What the Discount Rate Calculator Does
This calculator tells you what percentage you save when an item drops from its original price to a sale price. You enter just two numbers—the Original Price and the Price After Discount—and it instantly returns four results: the discount percentage (percent off), the dollar amount saved, the savings rate as a decimal, and the discount multiplier. It works with any currency, since the math is purely proportional.
The Inputs Explained
- Original Price – the regular, pre-sale price of the item (Po).
- Price After Discount – the price you actually pay at checkout (Pf).
If you leave the original price at zero or below, the calculator safely returns 0% instead of dividing by zero.
The Formula
The core calculation is:
r = (Po − Pf) ÷ Po × 100
From this single formula the tool derives all four outputs:
- Discount amount = Po − Pf (how much money you save).
- Discount percentage = the result of the formula above.
- Savings rate = the same value expressed as a decimal (percentage ÷ 100).
- Discount multiplier = 1 − (percentage ÷ 100), the factor you multiply the original price by to get the sale price.
Worked Example
Suppose a jacket is marked down from an original price of 120 to a sale price of 90.
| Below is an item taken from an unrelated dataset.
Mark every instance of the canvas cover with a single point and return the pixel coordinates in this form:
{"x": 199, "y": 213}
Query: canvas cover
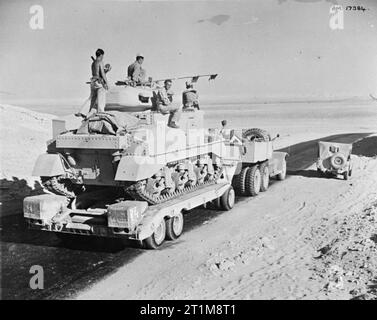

- Discount amount = 120 − 90 = 30 saved.
- Discount percentage = (120 − 90) ÷ 120 × 100 = 25% off.
- Savings rate = 0.25.
- Discount multiplier = 1 − 0.25 = 0.75 (so 120 × 0.75 = 90, confirming the sale price).
Frequently Asked Questions
What is the discount multiplier used for? It is a quick shortcut: multiply any original price by the multiplier to get the sale price. A 0.75 multiplier means you pay 75% of the listed price.
Can the discount percentage be negative? Yes. If the "after discount" price is higher than the original, the formula returns a negative percentage, signalling a price increase rather than a saving.
Does the currency matter? No. Because the result is a ratio, it works identically whether your prices are in dollars, euros, pounds, or any other currency—just keep both inputs in the same units.